I can’t even begin to imagine how Private Dominique Sarron Lee’s family must feel about the striking out of their claim against the SAF.  When I read his mother’s Facebook post, I struggled to hold back my tears.  I hope the family will find some way to heal their pain.

However, the Court’s decision is an accurate application of the law.  (That is not to say that the law is right.) The State enjoys immunity from claims in tort where injury or death has occurred in the armed forces.  I believe that it is time for us to examine whether the law is appropriate and whether we should remove this immunity enjoyed by the state.

Singapore’s Government Proceedings Act traces its origins to an Ordinance from the Colonial era (Government Proceedings Ordinance 1956).  Like many of our laws that can be traced back to the colonial era, it is arguable that the specific logic that existed at that time may no longer be applicable today.  The Government Proceedings Ordinance in 1957 was modeled on the Crown Proceedings Act 1947 of the UK Parliament.

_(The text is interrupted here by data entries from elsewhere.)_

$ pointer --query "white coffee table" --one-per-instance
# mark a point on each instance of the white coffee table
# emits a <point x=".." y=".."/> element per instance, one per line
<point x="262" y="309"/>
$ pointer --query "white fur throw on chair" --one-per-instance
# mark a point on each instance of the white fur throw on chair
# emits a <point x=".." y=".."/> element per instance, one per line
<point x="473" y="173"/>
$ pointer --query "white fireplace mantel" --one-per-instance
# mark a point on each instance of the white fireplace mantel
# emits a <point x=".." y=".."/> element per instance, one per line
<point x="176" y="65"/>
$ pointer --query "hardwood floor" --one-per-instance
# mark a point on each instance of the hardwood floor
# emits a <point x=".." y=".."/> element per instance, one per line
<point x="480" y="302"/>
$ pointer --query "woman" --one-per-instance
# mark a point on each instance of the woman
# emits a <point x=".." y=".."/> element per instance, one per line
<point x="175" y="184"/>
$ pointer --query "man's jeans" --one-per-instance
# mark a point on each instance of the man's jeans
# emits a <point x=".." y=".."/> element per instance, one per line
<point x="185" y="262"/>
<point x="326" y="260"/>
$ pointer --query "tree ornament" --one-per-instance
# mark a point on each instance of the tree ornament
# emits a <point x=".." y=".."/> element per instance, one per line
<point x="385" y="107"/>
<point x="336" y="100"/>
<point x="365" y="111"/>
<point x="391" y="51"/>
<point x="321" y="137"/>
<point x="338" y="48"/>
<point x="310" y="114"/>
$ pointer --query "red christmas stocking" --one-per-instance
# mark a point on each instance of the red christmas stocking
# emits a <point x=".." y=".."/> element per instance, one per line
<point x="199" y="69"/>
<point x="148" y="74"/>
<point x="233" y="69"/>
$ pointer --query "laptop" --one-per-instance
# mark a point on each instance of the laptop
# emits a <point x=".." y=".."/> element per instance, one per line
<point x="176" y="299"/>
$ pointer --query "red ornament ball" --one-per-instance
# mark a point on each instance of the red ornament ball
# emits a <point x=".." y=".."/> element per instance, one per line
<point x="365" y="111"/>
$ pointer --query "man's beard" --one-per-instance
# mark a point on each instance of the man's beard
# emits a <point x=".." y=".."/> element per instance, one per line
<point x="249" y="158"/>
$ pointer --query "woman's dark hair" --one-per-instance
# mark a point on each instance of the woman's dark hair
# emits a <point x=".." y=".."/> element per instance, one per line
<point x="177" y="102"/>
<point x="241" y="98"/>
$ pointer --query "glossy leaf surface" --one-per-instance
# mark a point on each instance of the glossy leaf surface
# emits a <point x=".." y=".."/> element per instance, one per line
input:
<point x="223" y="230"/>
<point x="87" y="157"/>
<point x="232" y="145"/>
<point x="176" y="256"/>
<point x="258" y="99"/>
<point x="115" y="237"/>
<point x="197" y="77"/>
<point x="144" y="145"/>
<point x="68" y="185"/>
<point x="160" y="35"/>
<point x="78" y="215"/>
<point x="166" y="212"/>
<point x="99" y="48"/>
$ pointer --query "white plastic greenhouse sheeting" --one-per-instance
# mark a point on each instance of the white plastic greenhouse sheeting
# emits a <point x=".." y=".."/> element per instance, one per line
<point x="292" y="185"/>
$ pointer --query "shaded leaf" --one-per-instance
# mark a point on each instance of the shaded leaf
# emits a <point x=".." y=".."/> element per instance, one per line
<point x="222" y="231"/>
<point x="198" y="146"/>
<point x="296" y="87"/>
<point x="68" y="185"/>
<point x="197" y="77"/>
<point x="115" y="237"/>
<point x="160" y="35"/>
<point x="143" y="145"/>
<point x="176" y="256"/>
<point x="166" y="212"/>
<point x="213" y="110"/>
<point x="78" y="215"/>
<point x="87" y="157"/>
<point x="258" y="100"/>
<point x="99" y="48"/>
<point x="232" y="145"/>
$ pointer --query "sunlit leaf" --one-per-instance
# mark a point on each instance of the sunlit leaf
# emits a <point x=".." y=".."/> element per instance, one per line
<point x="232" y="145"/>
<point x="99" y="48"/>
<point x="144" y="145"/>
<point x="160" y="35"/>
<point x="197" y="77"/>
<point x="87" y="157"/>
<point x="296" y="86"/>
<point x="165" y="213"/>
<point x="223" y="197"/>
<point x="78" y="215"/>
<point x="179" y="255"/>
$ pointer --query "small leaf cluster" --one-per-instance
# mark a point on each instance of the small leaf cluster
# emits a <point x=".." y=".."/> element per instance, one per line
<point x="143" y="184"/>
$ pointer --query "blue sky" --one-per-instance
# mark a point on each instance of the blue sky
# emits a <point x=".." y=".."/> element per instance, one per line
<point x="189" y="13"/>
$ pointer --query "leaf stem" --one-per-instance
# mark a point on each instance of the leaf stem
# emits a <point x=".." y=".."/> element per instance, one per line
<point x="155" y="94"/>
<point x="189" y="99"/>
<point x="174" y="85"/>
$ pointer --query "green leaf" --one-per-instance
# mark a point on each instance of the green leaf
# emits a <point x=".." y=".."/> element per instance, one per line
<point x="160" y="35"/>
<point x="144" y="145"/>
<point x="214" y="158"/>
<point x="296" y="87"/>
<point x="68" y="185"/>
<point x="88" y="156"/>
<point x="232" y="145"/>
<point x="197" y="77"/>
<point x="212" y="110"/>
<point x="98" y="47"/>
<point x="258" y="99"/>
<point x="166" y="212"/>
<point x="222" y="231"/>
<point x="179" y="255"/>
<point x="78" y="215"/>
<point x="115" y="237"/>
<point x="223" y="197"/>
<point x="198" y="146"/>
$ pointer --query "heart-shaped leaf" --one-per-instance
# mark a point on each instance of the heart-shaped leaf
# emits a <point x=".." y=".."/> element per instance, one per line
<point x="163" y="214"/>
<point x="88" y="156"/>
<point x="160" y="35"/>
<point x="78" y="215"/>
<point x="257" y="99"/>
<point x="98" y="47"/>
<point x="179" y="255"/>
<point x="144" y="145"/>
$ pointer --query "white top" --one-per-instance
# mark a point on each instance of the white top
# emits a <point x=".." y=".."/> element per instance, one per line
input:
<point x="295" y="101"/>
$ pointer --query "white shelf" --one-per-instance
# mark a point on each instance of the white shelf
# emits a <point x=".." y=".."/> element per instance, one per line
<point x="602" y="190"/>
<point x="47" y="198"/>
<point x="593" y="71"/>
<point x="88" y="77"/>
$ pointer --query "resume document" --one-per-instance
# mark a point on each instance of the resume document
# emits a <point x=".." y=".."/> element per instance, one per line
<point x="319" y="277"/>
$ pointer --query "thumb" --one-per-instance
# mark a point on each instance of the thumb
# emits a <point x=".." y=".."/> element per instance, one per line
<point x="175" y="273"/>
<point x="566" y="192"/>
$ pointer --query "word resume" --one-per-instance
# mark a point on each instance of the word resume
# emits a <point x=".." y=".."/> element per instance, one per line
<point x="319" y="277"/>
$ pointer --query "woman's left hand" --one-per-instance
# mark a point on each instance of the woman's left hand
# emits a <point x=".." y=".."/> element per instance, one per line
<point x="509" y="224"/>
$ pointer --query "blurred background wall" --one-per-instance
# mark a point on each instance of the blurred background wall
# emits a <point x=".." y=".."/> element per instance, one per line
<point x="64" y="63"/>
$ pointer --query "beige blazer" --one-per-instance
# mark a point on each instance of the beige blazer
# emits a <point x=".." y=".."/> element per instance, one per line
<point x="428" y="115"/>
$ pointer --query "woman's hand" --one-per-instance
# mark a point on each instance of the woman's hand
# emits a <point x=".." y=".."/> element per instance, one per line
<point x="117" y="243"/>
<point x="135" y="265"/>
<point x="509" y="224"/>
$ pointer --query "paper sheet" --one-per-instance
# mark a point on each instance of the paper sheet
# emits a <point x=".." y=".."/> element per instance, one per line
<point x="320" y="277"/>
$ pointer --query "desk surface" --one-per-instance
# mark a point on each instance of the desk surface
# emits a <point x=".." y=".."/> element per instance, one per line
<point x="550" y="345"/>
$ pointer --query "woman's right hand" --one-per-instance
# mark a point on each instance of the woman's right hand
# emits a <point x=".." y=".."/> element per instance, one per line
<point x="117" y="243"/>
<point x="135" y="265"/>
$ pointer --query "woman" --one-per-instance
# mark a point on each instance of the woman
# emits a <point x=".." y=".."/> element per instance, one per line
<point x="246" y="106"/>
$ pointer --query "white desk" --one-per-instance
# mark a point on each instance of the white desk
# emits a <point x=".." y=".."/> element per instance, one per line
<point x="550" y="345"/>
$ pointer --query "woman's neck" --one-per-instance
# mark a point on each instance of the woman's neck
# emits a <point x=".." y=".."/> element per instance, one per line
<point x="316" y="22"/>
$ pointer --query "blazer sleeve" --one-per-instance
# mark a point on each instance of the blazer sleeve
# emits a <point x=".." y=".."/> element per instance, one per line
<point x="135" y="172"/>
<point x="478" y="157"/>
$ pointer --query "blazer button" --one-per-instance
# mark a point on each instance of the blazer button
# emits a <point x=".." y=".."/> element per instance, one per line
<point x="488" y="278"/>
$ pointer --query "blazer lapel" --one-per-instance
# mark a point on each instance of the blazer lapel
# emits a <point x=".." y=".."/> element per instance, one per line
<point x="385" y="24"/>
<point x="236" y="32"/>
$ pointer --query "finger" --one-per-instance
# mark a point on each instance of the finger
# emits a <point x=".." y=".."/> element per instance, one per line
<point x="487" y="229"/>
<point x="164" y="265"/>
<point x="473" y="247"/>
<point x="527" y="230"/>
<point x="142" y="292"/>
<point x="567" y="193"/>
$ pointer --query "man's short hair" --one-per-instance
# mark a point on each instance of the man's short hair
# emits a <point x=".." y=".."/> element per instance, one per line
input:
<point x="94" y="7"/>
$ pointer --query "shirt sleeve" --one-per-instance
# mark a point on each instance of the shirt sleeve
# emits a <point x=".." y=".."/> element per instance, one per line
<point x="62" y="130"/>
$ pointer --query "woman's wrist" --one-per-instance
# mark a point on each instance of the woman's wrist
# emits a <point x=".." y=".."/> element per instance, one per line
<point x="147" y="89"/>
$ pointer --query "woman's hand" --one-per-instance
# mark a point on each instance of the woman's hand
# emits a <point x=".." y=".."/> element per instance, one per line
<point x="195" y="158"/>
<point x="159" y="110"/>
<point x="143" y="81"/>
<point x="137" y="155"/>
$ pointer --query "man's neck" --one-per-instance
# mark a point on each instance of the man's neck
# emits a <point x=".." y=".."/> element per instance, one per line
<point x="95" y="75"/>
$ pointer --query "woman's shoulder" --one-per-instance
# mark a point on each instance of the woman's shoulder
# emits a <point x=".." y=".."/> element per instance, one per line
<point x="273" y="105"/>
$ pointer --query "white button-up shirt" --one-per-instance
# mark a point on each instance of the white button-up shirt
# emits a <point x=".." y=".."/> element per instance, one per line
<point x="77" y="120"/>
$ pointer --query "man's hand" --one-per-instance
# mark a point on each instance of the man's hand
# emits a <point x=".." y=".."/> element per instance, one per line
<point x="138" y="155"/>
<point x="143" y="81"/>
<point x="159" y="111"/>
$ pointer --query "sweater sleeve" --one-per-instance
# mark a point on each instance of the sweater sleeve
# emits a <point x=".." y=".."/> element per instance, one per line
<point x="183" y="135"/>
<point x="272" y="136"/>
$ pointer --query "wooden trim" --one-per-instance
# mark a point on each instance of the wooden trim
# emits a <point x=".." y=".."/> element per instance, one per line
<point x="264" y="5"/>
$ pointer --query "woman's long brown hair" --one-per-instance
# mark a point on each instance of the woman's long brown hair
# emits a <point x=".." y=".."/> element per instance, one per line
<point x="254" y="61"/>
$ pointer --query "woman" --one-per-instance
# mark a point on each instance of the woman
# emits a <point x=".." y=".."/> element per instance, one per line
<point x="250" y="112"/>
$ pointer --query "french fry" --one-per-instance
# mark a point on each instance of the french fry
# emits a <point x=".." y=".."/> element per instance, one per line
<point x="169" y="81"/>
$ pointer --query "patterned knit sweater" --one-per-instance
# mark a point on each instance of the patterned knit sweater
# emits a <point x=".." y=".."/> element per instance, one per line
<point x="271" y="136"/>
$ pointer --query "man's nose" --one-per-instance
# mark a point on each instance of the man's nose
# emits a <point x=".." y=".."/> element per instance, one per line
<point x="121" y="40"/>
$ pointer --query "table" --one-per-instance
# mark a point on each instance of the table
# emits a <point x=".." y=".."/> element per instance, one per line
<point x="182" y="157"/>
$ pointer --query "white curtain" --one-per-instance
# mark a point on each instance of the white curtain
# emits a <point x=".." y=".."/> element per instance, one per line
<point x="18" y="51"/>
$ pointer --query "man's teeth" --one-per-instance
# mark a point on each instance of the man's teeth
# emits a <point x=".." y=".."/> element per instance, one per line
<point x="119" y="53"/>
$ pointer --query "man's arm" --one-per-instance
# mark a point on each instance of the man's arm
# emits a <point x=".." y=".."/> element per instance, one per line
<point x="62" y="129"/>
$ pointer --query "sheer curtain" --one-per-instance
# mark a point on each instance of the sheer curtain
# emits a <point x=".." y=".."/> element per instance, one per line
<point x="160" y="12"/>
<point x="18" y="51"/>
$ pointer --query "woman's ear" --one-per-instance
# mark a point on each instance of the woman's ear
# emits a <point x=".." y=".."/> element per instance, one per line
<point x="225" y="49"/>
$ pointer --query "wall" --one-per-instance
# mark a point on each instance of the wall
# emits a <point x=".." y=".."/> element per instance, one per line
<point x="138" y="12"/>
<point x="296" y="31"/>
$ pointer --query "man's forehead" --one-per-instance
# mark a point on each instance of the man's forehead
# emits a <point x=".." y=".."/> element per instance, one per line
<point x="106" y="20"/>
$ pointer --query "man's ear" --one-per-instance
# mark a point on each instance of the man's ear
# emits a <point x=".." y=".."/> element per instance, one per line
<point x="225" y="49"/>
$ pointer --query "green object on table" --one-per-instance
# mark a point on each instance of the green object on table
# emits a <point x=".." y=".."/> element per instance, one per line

In English law, there was a time when the Crown enjoyed protection from legal actions.  The 1947 Act was designed to remove the immunity of the Crown.  However, the then Labour government decided to retain the immunity where the Armed Forces were concerned.  This was immediately after World War II.  The recent experience of the UK at that time was of protracted warfare and the mindset in Parliament was quite different.  Deference was given to the need to put soldiers through realistic, life-threatening training and allowance was made for the fact that inevitable injuries may occur.  Back then, the UK Parliament agreed that there should be immunity for servicemen and the Crown even when there was negligence.

By the 1980s, there was public debate in the UK about whether the immunity in the Crown Proceedings Act 1947 had outlasted its utility and whether, in fact, injured servicemen that were victims of negligence were in a worse off position in comparison to their civilian counterparts.  Several service related deaths and injuries prompted Parliamentary intervention.  In 1987, the Crown Proceedings (Armed Forces) Act was passed removing the immunity.  It was a Private Member’s Bill that was supported by the Conservative government of Margaret Thatcher and numerous members of the opposition Labour.  The Act repealed s.10 of the previous statute.  However, it provided for revival of s.10 via a Ministerial Order in the event of any imminent danger, great emergency or warlike operations of UK forces in any part of the world.

The intent was clear.  During peacetime, where injury or death occurred during training, the serviceman or his family should be able to make the usual claim for negligence.  Where the Armed Forces are engaged in combat duties or hostilities, the Minister is in a position to issue an Order to revive the immunity for the limited purpose of the military operations.

We ought to ask ourselves whether the rationale for the immunity of the state for service related deaths (during training and during peacetime) in the Armed Forces has outlasted its utility.

It should be noted that the SAF does offer compensations for such injuries and deaths.  The State’s immunity is in relation to claims for negligence in a Court of law.  The crucial question to be asked is whether the compensation sums awarded by SAF have kept pace with the damages that the Courts would ordinarily award in negligence suits.  If they have not, we should review the law.  Even if the compensation amounts given by SAF match damages awarded by the Courts, there is no substitute for access to a fair and impartial judicial system that is independent of the Executive.  The Courts will always be in a better position to assess the existence and extent of negligence as well as to quantify the amount of damages to be awarded.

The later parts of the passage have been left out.